There are proposals to connect the Vestfold Line with the Sørlandet Line via a new Grenland Line. It would connect to the Vestfold Line just north of Porsgrunn Station and would run 59 km from Porsgrunn to Skorstøl on the Sørlandet Line. The line is estimated to cost NOK 20-26 billion and would allow the travel time from Kragerø to Oslo of 2 hours and from Kristiansand to Oslo in 3 hours and 23 minutes. Passenger trains along the Sørlandet Line, and possibly freight trains, would be routed via the Vestfold Line. It is therefore necessary to complete the upgrade of the Vestfold Line before the Grenland Line is opened.

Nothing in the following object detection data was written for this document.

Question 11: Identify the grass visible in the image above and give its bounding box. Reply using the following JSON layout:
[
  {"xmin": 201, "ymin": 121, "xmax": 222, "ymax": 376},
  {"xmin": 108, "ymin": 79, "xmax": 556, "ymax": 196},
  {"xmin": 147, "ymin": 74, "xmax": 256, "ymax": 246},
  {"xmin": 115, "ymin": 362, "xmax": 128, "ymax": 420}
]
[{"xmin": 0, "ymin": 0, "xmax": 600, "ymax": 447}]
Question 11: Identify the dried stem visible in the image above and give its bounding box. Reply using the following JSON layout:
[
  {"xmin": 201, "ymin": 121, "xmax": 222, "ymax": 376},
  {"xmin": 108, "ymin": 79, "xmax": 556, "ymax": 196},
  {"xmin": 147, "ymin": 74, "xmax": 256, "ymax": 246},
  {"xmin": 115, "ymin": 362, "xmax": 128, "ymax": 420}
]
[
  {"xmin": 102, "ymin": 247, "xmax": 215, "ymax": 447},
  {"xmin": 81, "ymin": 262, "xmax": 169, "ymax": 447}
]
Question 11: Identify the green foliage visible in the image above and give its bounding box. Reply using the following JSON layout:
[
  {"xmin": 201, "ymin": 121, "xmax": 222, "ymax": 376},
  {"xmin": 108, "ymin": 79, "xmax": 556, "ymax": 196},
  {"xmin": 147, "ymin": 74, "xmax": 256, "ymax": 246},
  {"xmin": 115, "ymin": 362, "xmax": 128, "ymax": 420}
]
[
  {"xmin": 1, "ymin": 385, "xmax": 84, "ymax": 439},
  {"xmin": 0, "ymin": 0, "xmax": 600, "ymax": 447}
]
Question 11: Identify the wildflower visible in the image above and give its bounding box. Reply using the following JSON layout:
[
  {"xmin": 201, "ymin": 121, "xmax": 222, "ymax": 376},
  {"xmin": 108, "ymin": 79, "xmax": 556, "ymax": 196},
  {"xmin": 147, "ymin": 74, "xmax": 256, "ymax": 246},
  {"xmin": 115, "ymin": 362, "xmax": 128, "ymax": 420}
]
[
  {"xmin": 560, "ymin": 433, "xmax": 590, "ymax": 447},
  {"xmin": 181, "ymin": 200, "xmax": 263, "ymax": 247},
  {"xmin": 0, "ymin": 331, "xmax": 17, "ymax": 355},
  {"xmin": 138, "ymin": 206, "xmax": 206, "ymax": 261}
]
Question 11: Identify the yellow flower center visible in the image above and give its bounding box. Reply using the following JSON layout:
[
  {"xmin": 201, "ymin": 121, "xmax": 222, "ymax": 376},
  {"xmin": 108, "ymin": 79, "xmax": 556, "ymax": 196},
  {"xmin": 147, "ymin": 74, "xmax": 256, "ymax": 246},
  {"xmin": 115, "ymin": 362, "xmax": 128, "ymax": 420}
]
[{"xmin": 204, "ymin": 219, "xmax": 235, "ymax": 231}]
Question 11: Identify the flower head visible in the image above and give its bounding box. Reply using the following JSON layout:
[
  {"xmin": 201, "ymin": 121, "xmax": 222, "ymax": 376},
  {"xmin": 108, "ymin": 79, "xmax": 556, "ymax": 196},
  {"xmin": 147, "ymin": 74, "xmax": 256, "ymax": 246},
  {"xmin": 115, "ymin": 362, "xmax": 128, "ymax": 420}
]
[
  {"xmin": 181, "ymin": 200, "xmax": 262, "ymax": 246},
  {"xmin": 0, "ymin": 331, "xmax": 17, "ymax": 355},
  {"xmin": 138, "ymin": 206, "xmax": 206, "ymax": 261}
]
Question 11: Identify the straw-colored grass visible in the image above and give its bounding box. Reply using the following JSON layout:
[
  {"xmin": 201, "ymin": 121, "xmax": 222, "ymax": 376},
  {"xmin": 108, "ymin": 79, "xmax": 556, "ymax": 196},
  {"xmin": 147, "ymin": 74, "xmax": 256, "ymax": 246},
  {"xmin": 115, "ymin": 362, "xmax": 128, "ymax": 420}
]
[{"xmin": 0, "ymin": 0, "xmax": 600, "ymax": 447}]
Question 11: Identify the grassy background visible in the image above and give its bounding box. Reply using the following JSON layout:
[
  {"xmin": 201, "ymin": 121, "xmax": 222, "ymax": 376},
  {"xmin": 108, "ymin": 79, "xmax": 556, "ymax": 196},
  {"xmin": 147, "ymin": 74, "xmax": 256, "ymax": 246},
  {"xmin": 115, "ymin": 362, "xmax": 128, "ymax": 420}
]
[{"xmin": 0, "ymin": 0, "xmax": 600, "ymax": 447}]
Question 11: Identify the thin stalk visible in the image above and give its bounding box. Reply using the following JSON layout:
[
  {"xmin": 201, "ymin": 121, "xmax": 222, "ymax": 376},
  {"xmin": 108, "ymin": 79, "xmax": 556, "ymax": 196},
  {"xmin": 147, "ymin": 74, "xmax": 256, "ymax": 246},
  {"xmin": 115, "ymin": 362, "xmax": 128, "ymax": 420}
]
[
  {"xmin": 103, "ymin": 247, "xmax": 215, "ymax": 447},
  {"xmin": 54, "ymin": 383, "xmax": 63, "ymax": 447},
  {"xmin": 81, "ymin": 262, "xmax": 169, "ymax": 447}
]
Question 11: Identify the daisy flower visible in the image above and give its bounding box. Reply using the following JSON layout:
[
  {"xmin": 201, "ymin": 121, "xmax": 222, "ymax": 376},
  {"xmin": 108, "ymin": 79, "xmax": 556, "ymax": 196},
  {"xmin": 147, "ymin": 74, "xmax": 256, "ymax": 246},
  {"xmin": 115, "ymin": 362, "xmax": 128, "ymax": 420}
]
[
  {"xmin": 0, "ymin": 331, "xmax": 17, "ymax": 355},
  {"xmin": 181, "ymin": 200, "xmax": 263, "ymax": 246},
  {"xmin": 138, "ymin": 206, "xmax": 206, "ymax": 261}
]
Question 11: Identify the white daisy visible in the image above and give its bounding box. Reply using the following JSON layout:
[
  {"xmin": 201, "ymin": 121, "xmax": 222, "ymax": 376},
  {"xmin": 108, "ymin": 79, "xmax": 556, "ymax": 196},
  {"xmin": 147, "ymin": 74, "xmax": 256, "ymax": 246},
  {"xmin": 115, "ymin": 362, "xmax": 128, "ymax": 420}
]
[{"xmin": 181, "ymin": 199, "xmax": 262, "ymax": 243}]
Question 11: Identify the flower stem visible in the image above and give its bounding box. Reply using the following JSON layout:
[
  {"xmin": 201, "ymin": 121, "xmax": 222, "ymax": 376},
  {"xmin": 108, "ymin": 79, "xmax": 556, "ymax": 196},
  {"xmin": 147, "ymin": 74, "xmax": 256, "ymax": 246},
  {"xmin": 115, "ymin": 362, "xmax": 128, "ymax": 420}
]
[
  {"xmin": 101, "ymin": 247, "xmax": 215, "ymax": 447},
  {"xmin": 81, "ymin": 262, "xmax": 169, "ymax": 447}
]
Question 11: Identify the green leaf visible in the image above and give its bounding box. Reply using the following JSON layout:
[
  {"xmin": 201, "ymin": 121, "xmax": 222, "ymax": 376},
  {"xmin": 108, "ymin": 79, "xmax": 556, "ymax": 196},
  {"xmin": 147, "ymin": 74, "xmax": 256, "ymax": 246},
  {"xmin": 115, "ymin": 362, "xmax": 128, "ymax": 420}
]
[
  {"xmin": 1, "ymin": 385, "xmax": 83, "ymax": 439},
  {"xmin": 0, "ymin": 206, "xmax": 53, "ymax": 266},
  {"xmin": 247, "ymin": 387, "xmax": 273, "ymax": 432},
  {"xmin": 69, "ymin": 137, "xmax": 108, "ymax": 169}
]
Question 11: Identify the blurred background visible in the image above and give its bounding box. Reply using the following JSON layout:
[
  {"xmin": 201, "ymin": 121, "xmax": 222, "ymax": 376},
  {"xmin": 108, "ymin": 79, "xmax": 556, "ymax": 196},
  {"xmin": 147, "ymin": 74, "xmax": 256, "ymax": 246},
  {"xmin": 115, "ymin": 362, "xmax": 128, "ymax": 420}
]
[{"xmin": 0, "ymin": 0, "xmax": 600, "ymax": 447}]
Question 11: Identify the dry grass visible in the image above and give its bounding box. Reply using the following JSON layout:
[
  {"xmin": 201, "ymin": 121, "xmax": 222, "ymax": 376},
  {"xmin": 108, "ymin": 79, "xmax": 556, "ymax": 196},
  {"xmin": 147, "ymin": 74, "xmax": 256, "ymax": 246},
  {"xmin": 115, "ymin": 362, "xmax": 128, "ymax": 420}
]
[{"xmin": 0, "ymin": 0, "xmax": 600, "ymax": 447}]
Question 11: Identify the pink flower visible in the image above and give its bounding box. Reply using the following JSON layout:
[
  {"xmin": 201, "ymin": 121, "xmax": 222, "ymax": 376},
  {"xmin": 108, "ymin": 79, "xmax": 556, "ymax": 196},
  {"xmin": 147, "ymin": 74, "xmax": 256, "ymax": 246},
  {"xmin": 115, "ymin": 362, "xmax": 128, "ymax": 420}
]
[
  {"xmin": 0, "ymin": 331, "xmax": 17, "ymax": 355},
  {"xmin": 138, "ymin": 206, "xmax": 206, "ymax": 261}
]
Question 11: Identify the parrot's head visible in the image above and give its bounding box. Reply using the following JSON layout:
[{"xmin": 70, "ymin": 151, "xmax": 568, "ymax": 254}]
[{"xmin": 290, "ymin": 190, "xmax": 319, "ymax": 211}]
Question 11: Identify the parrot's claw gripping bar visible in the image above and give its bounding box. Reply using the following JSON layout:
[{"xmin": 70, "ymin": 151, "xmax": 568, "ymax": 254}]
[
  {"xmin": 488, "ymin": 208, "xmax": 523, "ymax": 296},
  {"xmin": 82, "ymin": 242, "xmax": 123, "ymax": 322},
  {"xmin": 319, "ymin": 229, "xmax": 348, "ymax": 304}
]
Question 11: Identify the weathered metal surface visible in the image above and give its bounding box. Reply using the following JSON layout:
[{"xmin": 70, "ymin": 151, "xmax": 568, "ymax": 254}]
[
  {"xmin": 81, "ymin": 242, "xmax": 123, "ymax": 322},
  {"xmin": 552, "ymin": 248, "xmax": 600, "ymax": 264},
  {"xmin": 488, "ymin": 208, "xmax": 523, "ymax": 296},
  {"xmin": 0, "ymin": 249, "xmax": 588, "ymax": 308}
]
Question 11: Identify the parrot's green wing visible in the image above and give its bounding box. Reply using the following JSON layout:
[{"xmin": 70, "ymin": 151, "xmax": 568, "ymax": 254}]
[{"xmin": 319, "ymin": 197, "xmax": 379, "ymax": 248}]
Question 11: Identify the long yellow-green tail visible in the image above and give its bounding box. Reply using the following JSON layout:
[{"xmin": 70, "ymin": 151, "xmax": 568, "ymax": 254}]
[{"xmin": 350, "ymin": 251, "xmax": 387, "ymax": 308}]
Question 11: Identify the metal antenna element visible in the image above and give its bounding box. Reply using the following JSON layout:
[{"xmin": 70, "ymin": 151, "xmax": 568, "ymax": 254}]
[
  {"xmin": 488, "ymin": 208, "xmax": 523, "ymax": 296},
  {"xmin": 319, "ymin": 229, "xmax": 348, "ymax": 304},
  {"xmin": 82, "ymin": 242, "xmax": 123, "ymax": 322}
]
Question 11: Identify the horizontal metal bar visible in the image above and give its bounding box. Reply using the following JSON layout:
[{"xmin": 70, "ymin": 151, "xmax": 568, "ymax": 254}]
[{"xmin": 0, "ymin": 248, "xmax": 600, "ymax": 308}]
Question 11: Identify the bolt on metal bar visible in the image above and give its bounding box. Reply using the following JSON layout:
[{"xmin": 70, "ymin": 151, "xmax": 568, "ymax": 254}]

There are plans to build a new road crossing of the Oslofjord between Horten and Moss, which would replace the Moss–Horten Ferry. It could include a connection of the Vestfold Line with the Østfold Line. One alternative was a suspension bridge across Drøbaksundet, which could be built to accommodate trains and feature a main span of 1300 and 1500 m. A bridge or tunnel crossing further south would require more advanced technology and presumably consist of combination of various bridge technologies, including as a pontoon bridge or a submerged floating tunnel.

The Norwegian National Transport Plan for 2018–2029 states that one of the priorities for the railway system is to establish a continuous double track between Oslo and Tønsberg by the end of 2024, and a completed double track all the way to Skien in 2032.